Neil Hammerton knows more about viruses, spam and other e-mail-borne pests than most people. As founder and chief operating officer of E-mail Systems, a UK company that manages e-mail for businesses, he has to be one jump ahead of the hackers. Even so, he occasionally gets caught out.

“This morning I switched on my home PC and there was a Trojan [Horse] on there,” he says. “That is despite having two firewalls on the computer.”

If someone with eight years of experience in network security can fall victim to a Trojan Horse – a malicious program disguised as legitimate software – then lesser mortals might be tempted to throw in the towel.

In fact, that is what Mr Hammerton would like businesses to do: stop trying to manage security themselves and instead outsource the task to a company such as E-mail Systems.

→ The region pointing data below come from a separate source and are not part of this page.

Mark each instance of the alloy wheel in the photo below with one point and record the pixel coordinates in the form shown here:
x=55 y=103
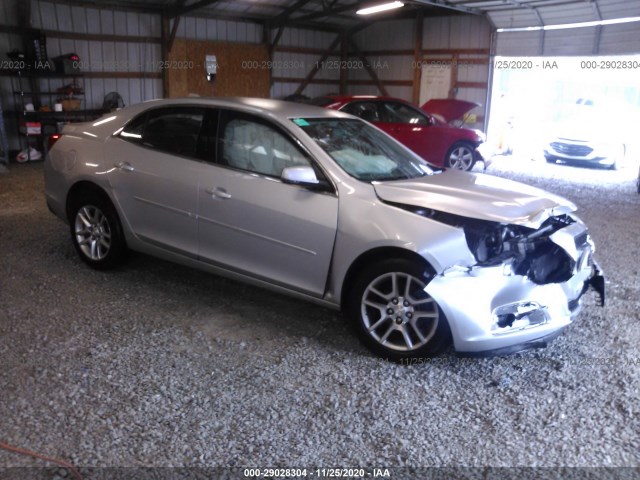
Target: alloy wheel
x=93 y=232
x=397 y=313
x=461 y=157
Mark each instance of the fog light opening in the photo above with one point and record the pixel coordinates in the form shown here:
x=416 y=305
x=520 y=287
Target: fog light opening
x=518 y=316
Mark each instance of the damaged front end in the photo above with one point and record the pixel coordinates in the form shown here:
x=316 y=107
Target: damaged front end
x=525 y=286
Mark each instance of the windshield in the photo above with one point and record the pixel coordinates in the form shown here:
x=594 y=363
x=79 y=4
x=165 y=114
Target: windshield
x=362 y=150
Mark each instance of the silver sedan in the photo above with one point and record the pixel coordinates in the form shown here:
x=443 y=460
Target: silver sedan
x=324 y=206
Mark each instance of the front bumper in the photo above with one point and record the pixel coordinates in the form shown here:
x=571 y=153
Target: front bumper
x=579 y=152
x=498 y=313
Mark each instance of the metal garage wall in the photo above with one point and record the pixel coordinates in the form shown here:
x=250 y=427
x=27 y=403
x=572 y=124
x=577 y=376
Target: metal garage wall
x=104 y=56
x=296 y=65
x=8 y=42
x=463 y=32
x=386 y=36
x=451 y=33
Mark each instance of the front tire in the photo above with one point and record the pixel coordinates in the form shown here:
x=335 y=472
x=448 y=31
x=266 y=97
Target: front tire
x=96 y=232
x=461 y=156
x=393 y=315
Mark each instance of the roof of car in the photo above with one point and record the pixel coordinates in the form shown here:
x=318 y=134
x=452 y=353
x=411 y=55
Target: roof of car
x=276 y=108
x=350 y=98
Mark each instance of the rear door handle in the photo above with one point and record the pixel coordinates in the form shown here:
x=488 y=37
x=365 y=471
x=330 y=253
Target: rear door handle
x=124 y=166
x=218 y=192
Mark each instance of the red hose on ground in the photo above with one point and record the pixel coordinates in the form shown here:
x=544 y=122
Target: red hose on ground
x=23 y=451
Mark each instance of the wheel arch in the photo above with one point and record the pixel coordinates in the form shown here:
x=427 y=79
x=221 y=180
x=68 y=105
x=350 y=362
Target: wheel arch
x=371 y=256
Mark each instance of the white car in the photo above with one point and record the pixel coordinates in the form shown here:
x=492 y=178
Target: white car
x=324 y=206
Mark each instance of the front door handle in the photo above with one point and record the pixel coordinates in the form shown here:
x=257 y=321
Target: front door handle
x=218 y=192
x=124 y=166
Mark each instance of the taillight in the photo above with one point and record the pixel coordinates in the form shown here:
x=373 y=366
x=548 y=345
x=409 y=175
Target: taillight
x=53 y=139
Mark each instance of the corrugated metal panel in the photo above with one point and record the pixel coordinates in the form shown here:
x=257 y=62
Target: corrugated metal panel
x=513 y=44
x=618 y=8
x=463 y=31
x=390 y=35
x=571 y=13
x=516 y=18
x=578 y=41
x=620 y=39
x=9 y=12
x=614 y=39
x=194 y=28
x=297 y=65
x=296 y=37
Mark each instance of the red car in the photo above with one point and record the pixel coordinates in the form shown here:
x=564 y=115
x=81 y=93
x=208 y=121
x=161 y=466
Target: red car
x=432 y=138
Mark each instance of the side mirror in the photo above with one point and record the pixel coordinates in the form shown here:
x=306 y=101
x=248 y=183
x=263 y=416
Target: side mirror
x=303 y=176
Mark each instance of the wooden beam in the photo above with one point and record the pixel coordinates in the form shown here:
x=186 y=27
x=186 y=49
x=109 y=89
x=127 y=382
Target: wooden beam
x=324 y=13
x=155 y=75
x=479 y=85
x=174 y=29
x=454 y=77
x=315 y=81
x=429 y=51
x=304 y=50
x=281 y=19
x=274 y=43
x=178 y=12
x=417 y=54
x=318 y=65
x=98 y=37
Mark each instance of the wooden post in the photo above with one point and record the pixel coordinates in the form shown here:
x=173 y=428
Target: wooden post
x=164 y=40
x=344 y=58
x=417 y=58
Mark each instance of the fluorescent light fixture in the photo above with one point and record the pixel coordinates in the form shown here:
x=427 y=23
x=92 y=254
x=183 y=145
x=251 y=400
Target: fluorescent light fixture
x=379 y=8
x=598 y=23
x=108 y=119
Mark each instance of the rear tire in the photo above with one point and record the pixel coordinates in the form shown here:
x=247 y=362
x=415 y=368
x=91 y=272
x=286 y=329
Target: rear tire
x=393 y=315
x=96 y=232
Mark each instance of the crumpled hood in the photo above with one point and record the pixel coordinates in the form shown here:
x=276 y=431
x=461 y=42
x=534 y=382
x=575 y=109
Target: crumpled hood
x=478 y=196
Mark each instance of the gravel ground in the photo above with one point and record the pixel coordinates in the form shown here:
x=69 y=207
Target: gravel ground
x=159 y=365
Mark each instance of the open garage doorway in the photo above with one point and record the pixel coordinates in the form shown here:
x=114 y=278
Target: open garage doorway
x=568 y=112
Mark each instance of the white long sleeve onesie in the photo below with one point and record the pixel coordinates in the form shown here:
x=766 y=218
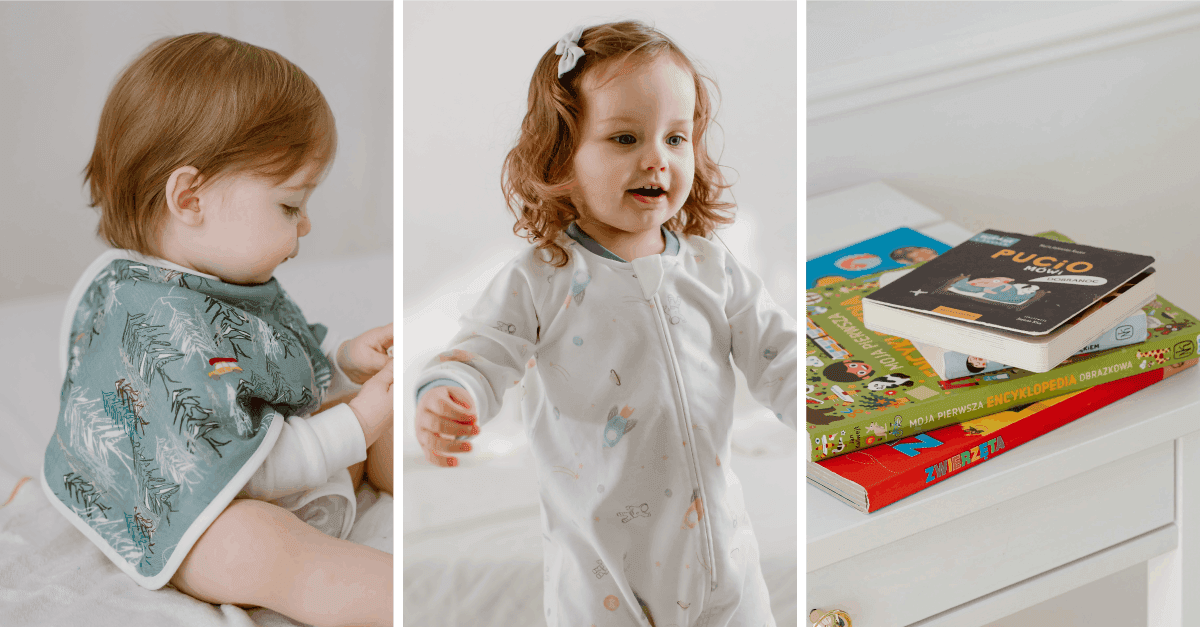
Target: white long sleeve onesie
x=628 y=406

He argues today’s hackers are a lot more sophisticated and networks today are under attack from a greater variety of threats, many of which cannot be detected using the PC-based scanners that businesses traditionally use.

In the early days of the internet, viruses were the principal e-mail borne pest. The industry responded with scanners to detect the “signatures” of known viruses. Thanks to signature-based scanners, the chances of infection by known viruses are relatively small.

But unknown viruses pose a much greater threat, particularly as they are now designed to disseminate rapidly in the short window of opportunity before the signature is detected.

“It may seem that viruses have diminished but instead they are propagating much faster,” says Mr Hammerton.

E-mail Systems uses “heuristic-based” scanners to look for clues that the e-mail may contain an unidentified virus. One clue is an attachment that contains an “executable” file – a program that automatically launches if you click on the icon. Another clue is e-mail sent from an IP address used to send viruses in the past.

The latest weapon in the company’s growing armoury is a “zero hour” filter, which detects if a large number of similar e-mails have been received in a short time – a possible sign of a new virus. These e-mails are not delivered immediately but are held in a queue, thus giving the anti-virus companies time to detect a new virus.

Mr Hammerton grudgingly acknowledges that the virus writers are “pretty clever people” but he has less respect for the writers of spam, a more recent phenomenon and one which is more difficult to stop.

Another recent threat is “dark mail”, in which the hacker sends e-mails to numerous e-mail addresses, most of which are non-existent, in the hope of finding a valid target. These attacks, if undetected, may increase in intensity and clog up the company’s e-mail server, much like denial-of-service (DoS) attacks, which are “very big at the moment”, according to Mr Hammerton.

Classic DoS attacks are relatively easy to stop, he says, but a worrying new phenomenon is distributed DoS which uses multiple IP addresses to “blanket bomb” a target company with unwanted e-mails.

One of E-mail Systems’ customers, a small business with just five users, was recently sent 5m e-mails in one day. Thankfully, the hackers were foiled and none of the e-mails got through.

“Why do they do it? It just does not make sense at all,” laments Mr Hammerton.